|Williamstown Finance Committee Questions Budget Lines|
|By Andy McKeever, iBerkshires Staff|
10:03AM / Wednesday, March 23, 2011
WILLIAMSTOWN, Mass. — The town will have to contribute about $12,000 more next year to the Hoosac Water Quality District's budget.
The district's operating budget is up by $38,124 — from $1,217,464 to $1,255,588 — which translates to about $12,000 in the town's contribution to the wastewater treatment facility that services three municipalities. The town pays about 34 percent of the total budget, which the Finance Committee said Tuesday was an unfair agreement.
"Basically, 34 percent is the best we're going to get in an unfair world," Dan Gendron, Finance Committee member, said.
The Simmonds Road plant serves North Adams, Clarksburg and Williamstown, with each municipality paying their share according to meters. However, the metering sites are not always accurate and the town foots the bill for the margin of error, according to town officials. While that agreement may seem unfair, town officials said it was financially better than going through capital improvements to add metering stations to gain a more accurate reading.
"We can't meter our system because we have too many inlets," Town Manager Peter Fohlin said.
According to the plant's Chief Operator Bradley O. Furlon, historically the usage has been billed that way, at about 30 percent for Williamstown and 70 percent from North Adams. The agreement originated with the passing of the Clean Water Act of 1977 when all three towns operated separate plants. They joined together to offset major capital improvements to the plants.

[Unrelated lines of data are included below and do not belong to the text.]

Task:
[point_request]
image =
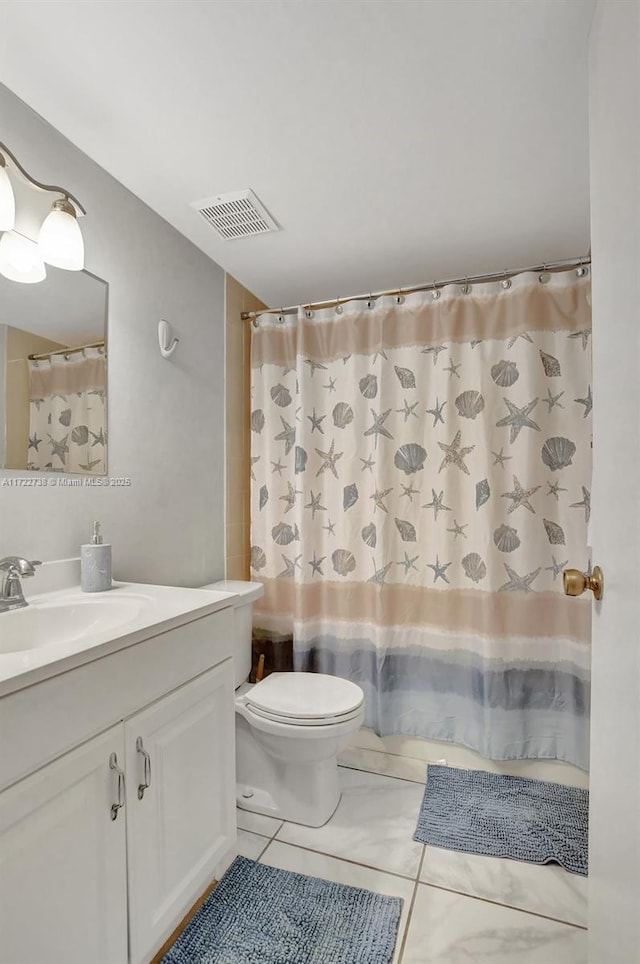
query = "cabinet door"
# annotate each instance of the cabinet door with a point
(63, 884)
(180, 826)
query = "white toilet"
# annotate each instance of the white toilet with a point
(290, 729)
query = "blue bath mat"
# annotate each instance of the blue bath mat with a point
(261, 915)
(501, 816)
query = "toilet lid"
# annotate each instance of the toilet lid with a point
(301, 696)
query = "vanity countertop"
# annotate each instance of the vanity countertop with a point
(60, 630)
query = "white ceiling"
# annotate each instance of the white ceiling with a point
(395, 141)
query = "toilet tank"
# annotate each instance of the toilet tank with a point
(245, 594)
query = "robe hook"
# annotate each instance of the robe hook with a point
(167, 342)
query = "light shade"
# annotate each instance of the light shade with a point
(60, 239)
(20, 259)
(7, 200)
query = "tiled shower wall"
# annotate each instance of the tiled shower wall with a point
(238, 434)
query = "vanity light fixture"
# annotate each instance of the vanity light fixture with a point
(35, 229)
(20, 259)
(7, 199)
(60, 241)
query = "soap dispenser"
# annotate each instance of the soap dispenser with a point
(95, 564)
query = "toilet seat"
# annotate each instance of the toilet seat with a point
(253, 711)
(304, 699)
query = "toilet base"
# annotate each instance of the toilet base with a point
(263, 803)
(300, 791)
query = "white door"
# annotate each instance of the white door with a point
(183, 822)
(63, 884)
(614, 121)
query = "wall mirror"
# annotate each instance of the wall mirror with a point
(53, 384)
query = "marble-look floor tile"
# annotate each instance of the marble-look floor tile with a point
(353, 875)
(257, 823)
(448, 928)
(373, 825)
(435, 751)
(542, 889)
(250, 844)
(372, 761)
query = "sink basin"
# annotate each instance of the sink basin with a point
(64, 628)
(49, 623)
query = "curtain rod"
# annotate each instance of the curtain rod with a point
(434, 285)
(65, 351)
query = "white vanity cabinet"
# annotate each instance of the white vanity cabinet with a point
(83, 880)
(63, 871)
(180, 825)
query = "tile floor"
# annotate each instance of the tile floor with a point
(458, 908)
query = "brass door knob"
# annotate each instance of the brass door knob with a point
(576, 582)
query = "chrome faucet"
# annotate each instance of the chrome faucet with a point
(14, 569)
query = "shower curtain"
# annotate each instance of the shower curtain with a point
(67, 413)
(421, 476)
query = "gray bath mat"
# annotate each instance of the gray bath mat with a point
(501, 816)
(261, 915)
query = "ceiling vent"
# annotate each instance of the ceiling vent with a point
(236, 214)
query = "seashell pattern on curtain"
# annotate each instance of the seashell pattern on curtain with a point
(68, 413)
(422, 477)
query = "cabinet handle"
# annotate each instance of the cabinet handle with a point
(147, 768)
(113, 765)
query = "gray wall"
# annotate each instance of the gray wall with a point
(166, 418)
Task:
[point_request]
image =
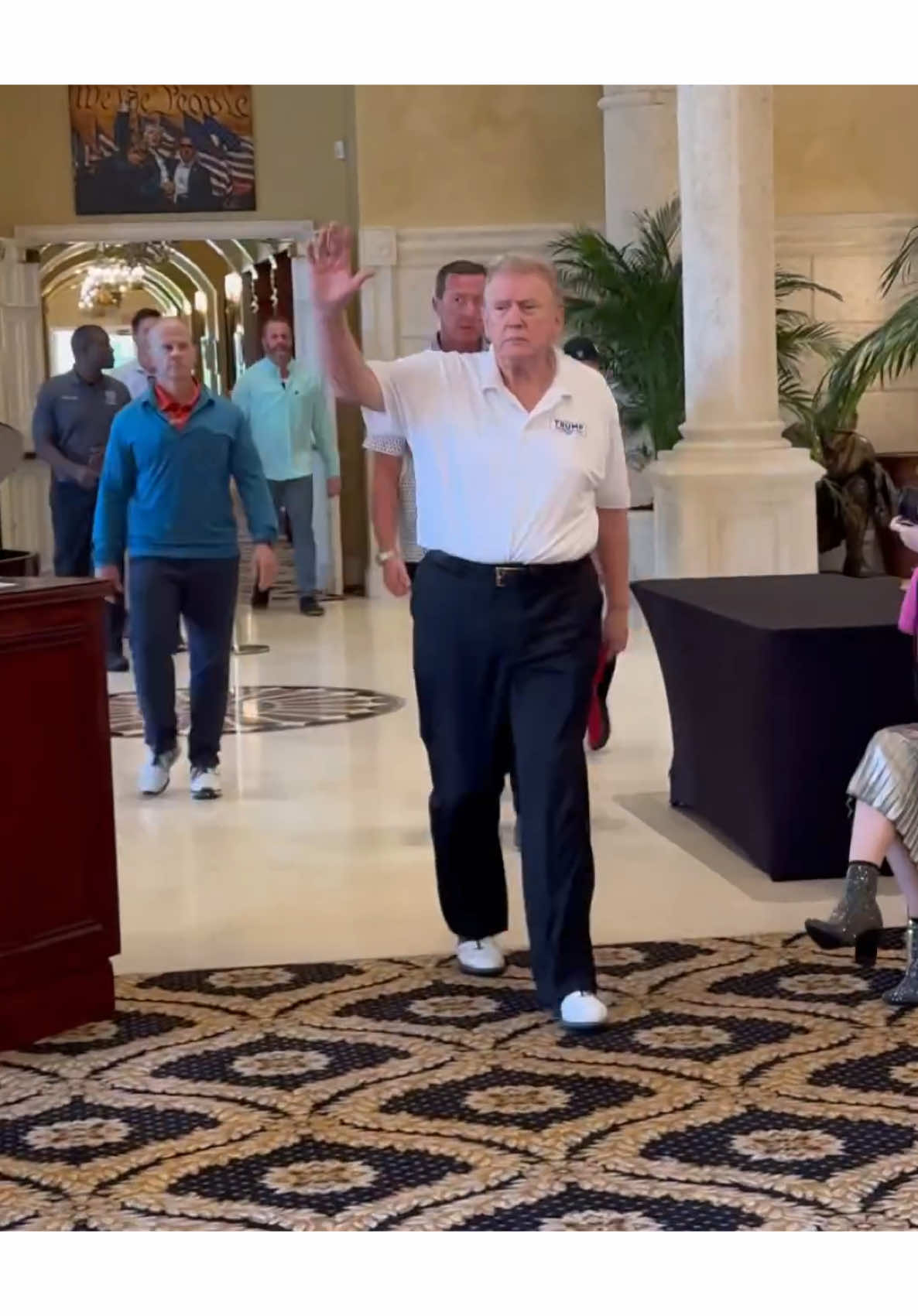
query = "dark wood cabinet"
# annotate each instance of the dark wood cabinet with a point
(58, 870)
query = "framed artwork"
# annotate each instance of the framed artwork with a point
(154, 150)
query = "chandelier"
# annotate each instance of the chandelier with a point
(120, 268)
(104, 285)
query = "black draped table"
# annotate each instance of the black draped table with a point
(775, 687)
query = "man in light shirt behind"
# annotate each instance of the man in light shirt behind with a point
(286, 408)
(137, 375)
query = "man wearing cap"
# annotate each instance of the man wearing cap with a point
(520, 477)
(70, 428)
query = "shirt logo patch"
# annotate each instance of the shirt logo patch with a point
(570, 426)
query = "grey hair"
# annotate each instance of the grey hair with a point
(516, 262)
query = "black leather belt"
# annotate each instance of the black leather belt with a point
(509, 573)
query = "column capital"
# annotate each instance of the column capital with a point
(622, 97)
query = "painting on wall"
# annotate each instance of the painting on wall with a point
(163, 150)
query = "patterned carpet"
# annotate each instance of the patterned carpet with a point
(265, 708)
(743, 1085)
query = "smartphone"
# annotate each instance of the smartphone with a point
(908, 504)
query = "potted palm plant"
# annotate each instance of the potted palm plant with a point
(629, 300)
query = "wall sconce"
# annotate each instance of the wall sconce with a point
(232, 285)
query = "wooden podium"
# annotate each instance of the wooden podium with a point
(58, 889)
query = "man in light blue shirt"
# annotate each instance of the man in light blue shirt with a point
(289, 416)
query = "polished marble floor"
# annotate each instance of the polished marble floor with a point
(319, 848)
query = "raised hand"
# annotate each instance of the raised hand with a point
(334, 285)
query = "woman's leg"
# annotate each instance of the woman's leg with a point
(856, 920)
(872, 836)
(905, 874)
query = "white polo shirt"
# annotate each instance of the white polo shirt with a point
(497, 484)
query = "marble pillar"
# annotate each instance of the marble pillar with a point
(640, 154)
(732, 497)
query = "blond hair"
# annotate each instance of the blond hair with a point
(516, 262)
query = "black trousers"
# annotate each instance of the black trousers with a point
(203, 591)
(503, 668)
(73, 511)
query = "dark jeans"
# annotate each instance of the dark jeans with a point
(296, 499)
(73, 510)
(503, 668)
(203, 591)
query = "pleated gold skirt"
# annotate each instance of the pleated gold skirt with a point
(887, 779)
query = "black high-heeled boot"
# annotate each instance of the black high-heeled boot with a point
(905, 993)
(855, 920)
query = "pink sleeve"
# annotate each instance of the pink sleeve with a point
(908, 617)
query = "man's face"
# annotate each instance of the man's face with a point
(460, 311)
(172, 353)
(522, 316)
(142, 343)
(278, 343)
(97, 354)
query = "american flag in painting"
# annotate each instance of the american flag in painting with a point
(227, 157)
(125, 149)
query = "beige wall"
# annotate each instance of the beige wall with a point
(448, 157)
(846, 149)
(465, 156)
(478, 156)
(296, 176)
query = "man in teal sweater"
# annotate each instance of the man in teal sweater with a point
(286, 408)
(165, 497)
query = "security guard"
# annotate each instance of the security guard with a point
(70, 426)
(520, 477)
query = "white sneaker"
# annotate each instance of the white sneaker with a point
(153, 777)
(484, 959)
(582, 1010)
(206, 783)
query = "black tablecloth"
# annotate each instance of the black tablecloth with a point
(775, 687)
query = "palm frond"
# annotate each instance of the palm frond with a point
(880, 356)
(629, 300)
(900, 268)
(797, 336)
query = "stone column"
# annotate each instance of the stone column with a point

The budget increase is mostly related to increases in employee health insurance costs and general plant maintenance. The plant also will be embarking on $2 million in capital improvements in the coming years.
While reviewing the town's budget Tuesday, the Finance Committee also raised concerns over the veterans services line. The 2011 budget is on pace to be overspent by $12,000, according to Fohlin.
The town splits a service officer, David Robbins, with Adams and North Adams. The towns reached that agreement when all three lost their own agent last year. The agreement is working out well for the town, but Robbins is authorizing the payout of more benefits than ever before.
Committee member Elaine Neely suggested that Robbins may not be directing the veterans to other financial sources and instead authorizing payments from the veterans services budget line. Neely and Fohlin both raved about their former officer Michael Kennedy.
"New people do things differently and that's not always in the ways that cause smiles," Fohlin said. "We look to be in a pretty serious hole."
Currently the town has spent $22,000 and is on pace to expend $32,000 of the $20,000 budget line. Next year, the town is expected to budget $35,000.
Proposed changes at the Council on Aging also stirred debate because a move to cut payroll is failing. Earlier this year the outreach coordinator resigned and instead of filling the position, Administrative Assistant Kathy Poirot has split her time between the Council on Aging and Town Hall. That has not been working on either end.
"We have an individual going in as an outreach worker but she really isn't an outreach worker. She knows a lot about insurance, she's really good and she's really enthusiastic but she's not a social worker," Council on Aging Director Brian O’Grady said.
The lack of a full-time position reduces the amount of services the council is able to provide, O'Grady said.
Fohlin said that it has issues with coverage in Town Hall as well and if the budget process goes smoothly, restoring the full-time position is the first thing on the agenda.
The remainder of the budgets examined by the committee Tuesday raised no eyebrows because nearly all were level-funded in every aspect except employee health insurance and longevity. The library budget also will be increasing slightly.